The tracking component of the system uses an adaptive background mixture model, which is similar to that used by Friedman and Russell ([10]). Their method attempts to explicitly classify the pixel values into three separate, predetermined distributions corresponding to the color of the road, the shadows, and the cars. Unfortunately, it is not clear what behavior their system would exhibit for pixels which did not contain these three distributions.
Pfinder ([18]) uses a multi-class statistical model for the tracked objects, but the background model is a single Gaussian per pixel. After an initialization period without objects, the system reports good results indoors. Ridder et al. ([15]) modeled each pixel with a Kalman Filter which made their system more robust to lighting changes in the scene. While this method does have a pixel-wise automatic threshold, it still recovers slowly and does not handle bimodal backgrounds well.

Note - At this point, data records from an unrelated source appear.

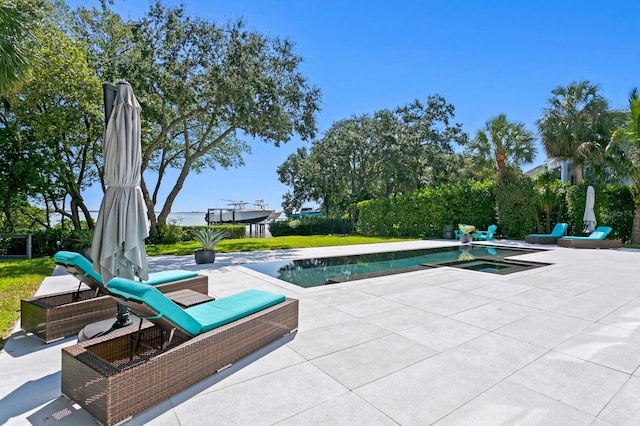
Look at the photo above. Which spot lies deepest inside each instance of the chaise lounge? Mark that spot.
(595, 240)
(485, 235)
(558, 231)
(56, 316)
(115, 377)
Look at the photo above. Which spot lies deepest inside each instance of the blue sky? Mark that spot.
(484, 57)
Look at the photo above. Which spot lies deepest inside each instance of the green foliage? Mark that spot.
(207, 89)
(170, 233)
(274, 243)
(208, 237)
(311, 226)
(81, 238)
(501, 144)
(618, 211)
(232, 231)
(49, 240)
(425, 212)
(16, 56)
(576, 124)
(19, 279)
(389, 153)
(515, 204)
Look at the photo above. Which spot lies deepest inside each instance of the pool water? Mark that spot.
(330, 270)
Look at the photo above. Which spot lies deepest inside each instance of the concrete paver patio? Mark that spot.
(558, 345)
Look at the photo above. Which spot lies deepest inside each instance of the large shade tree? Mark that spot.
(49, 126)
(206, 91)
(501, 143)
(575, 123)
(382, 155)
(624, 154)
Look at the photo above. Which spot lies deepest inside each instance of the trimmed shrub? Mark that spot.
(424, 213)
(310, 226)
(516, 204)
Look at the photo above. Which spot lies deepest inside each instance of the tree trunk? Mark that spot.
(635, 230)
(579, 174)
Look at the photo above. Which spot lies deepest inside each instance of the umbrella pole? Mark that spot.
(122, 318)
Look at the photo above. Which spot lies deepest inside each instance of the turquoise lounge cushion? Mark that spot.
(199, 318)
(150, 295)
(164, 277)
(557, 232)
(228, 309)
(600, 233)
(85, 268)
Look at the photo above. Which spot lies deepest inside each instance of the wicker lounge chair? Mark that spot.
(56, 316)
(116, 377)
(595, 240)
(485, 235)
(552, 238)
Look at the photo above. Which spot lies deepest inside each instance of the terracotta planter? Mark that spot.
(205, 256)
(465, 238)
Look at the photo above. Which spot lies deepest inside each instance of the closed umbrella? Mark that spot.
(589, 217)
(118, 248)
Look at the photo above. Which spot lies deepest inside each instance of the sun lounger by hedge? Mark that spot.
(55, 316)
(552, 238)
(485, 235)
(595, 240)
(117, 376)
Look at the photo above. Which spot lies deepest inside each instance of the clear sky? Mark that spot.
(484, 57)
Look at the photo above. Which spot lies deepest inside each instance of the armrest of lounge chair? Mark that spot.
(600, 233)
(147, 302)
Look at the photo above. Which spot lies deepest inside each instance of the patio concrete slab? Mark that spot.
(508, 403)
(555, 345)
(443, 334)
(369, 361)
(583, 385)
(613, 347)
(494, 315)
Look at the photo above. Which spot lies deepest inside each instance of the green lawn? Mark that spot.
(273, 243)
(19, 279)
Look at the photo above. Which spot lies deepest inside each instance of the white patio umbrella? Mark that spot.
(589, 217)
(118, 248)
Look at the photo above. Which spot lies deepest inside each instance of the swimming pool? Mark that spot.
(330, 270)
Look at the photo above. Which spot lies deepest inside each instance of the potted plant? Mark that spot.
(208, 238)
(447, 232)
(467, 231)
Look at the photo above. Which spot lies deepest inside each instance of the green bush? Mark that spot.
(232, 231)
(516, 204)
(310, 226)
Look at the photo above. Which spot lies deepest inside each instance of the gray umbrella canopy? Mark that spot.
(589, 217)
(118, 243)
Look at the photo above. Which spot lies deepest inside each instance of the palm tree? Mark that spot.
(15, 58)
(624, 157)
(575, 123)
(501, 144)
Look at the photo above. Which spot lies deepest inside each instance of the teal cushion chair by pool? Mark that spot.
(128, 371)
(485, 235)
(600, 233)
(58, 315)
(148, 303)
(558, 231)
(597, 239)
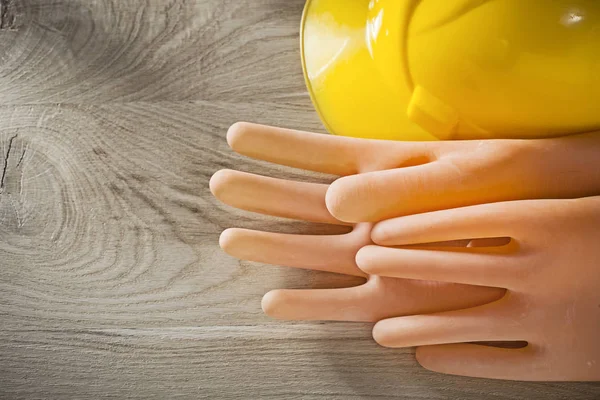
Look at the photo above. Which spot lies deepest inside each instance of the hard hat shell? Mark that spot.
(460, 69)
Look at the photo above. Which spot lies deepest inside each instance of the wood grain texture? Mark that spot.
(112, 119)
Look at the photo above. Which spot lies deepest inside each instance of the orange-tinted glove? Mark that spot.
(551, 268)
(385, 179)
(378, 298)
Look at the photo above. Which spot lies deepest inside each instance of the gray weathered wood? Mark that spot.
(112, 285)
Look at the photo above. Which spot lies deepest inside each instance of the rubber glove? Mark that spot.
(374, 300)
(551, 268)
(385, 179)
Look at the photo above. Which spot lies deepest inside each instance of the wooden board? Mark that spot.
(112, 284)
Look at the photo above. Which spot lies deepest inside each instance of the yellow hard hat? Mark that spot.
(453, 69)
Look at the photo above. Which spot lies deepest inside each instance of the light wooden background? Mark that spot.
(113, 115)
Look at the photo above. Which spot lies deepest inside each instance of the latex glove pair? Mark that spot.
(537, 193)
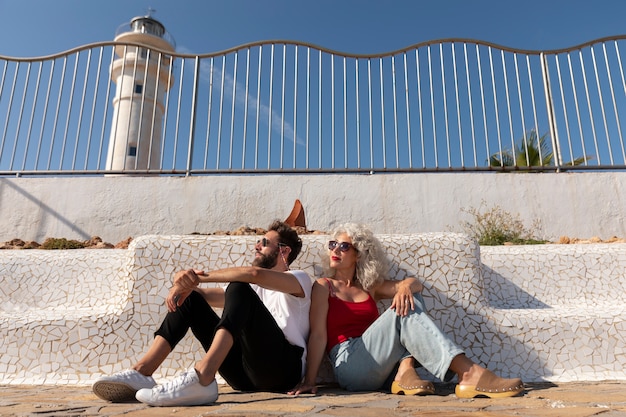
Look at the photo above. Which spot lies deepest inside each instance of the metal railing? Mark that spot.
(447, 105)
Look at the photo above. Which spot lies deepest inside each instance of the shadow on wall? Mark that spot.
(37, 205)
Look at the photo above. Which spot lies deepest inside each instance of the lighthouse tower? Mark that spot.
(142, 76)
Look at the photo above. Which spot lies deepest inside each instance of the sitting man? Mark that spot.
(258, 344)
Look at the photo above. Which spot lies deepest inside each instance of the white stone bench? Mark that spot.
(515, 312)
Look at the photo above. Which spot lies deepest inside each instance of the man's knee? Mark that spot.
(238, 291)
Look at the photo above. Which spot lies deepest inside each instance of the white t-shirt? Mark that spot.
(290, 312)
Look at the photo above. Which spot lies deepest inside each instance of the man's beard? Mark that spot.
(266, 261)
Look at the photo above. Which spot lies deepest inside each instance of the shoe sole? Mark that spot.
(473, 393)
(115, 392)
(399, 390)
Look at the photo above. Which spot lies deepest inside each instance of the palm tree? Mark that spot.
(531, 152)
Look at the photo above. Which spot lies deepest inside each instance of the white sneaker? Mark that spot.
(121, 386)
(185, 389)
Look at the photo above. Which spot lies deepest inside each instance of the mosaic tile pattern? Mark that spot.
(548, 312)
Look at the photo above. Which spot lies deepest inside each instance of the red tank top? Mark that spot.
(348, 319)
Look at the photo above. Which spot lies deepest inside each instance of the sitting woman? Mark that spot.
(366, 348)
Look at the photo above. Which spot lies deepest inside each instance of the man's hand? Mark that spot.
(188, 279)
(176, 297)
(303, 388)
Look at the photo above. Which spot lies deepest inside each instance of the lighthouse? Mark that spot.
(142, 77)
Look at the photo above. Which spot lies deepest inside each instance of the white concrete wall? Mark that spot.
(574, 204)
(542, 312)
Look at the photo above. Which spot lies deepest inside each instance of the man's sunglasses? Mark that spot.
(265, 242)
(343, 246)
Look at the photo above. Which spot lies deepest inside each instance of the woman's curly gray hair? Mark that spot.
(372, 266)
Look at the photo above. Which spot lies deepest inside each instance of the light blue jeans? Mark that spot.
(365, 363)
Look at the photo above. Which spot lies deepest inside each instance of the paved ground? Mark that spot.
(606, 399)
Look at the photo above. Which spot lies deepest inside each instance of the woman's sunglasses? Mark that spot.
(343, 246)
(265, 242)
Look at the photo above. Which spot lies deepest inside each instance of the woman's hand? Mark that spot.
(302, 388)
(403, 301)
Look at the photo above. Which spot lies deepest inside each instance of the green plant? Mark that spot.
(532, 151)
(62, 243)
(495, 226)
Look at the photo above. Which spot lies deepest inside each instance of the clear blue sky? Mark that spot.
(42, 27)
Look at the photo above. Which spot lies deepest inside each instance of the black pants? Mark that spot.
(261, 358)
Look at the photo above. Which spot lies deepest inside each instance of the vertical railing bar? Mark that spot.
(567, 129)
(458, 105)
(269, 122)
(56, 114)
(93, 108)
(619, 123)
(258, 110)
(45, 113)
(601, 100)
(82, 108)
(308, 105)
(295, 106)
(345, 115)
(382, 112)
(519, 95)
(9, 108)
(282, 108)
(115, 113)
(155, 103)
(245, 112)
(209, 110)
(432, 107)
(319, 114)
(4, 71)
(32, 116)
(395, 111)
(358, 113)
(369, 87)
(419, 107)
(593, 126)
(192, 115)
(144, 82)
(445, 103)
(470, 101)
(130, 108)
(178, 106)
(332, 111)
(166, 110)
(577, 106)
(120, 88)
(532, 94)
(106, 109)
(19, 118)
(495, 102)
(551, 119)
(508, 104)
(408, 111)
(232, 110)
(482, 100)
(221, 109)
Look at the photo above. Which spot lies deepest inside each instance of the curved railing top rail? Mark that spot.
(321, 48)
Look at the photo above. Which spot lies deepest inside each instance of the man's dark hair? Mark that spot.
(288, 236)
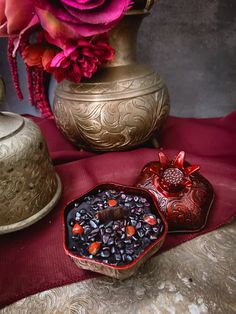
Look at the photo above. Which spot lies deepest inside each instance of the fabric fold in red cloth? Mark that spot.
(33, 259)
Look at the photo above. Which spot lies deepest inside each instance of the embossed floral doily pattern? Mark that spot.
(195, 277)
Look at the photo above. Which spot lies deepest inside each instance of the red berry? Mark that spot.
(130, 230)
(150, 219)
(77, 229)
(94, 248)
(112, 203)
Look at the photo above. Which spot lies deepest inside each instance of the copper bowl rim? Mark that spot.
(113, 185)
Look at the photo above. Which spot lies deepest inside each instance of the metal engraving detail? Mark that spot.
(27, 177)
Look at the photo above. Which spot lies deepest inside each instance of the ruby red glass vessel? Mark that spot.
(183, 194)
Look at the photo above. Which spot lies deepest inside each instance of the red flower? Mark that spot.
(80, 58)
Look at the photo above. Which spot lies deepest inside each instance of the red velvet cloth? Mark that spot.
(33, 259)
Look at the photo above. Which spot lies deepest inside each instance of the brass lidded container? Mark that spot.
(29, 185)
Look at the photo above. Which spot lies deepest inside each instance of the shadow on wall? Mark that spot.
(192, 44)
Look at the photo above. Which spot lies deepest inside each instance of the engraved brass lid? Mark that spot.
(10, 124)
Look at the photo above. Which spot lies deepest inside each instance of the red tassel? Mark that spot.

Contextual labeling in our system is performed by a stochastic parser, which is derived from that developed by Stolcke in [17], as was previously described in [2]. We extended standard Stochastic Context-Free Grammar (SCFG) parsing to include (1) uncertain input symbols, and (2) temporal interval primitives that need to be parsed in a temporally consistent manner. In order to allow for noisy input we used the robust grammar approach, similar to that of Aho and Peterson ([1]). We extended the SCFG parser to accept a multi-valued input strings which allow for correction of the substitution errors, which is similar to the work done by Bunke([6]).
[8] is fully devoted to syntactic analysis of interactions and cooperative deterministic processes. It is related to our solution, formulating problems similar to ours, which are cast in terms of cooperative grammatical systems. In contrast, we describe interactions by a single stochastic grammar and use a single parser in an attempt to avoid the computational complexity of the complete Cooperative Distributed (CD) Grammar Systems.
In the area of monitoring long term complex activities, Courtney ([7]) developed a system, which allows for detection activities in a closed environment. The activities include person leaving an object in a room, or taking it out of the room. Perhaps the most complete general solution is described in Brill at al. ([5], who are working on an Autonomous Video Surveillance system. Brand ([3]) showed the results of detecting manipulations in video using a non-probabilistic grammar. This technique is non-probabilistic and requires relatively high quality low-level detectors.
Oliver and Rosario ([14]) developed a system for detecting people interactions, which modeled interactions using Coupled Hidden Markov Model ([4]). In the course of the latter research, a multi-agent simulation was used to produce synthetic training data to train the CHMM modeling the interaction. The relation to our work is that their representation of the multi-agent simulation can be viewed as a structured, stochastic grammar-like description of the interactions.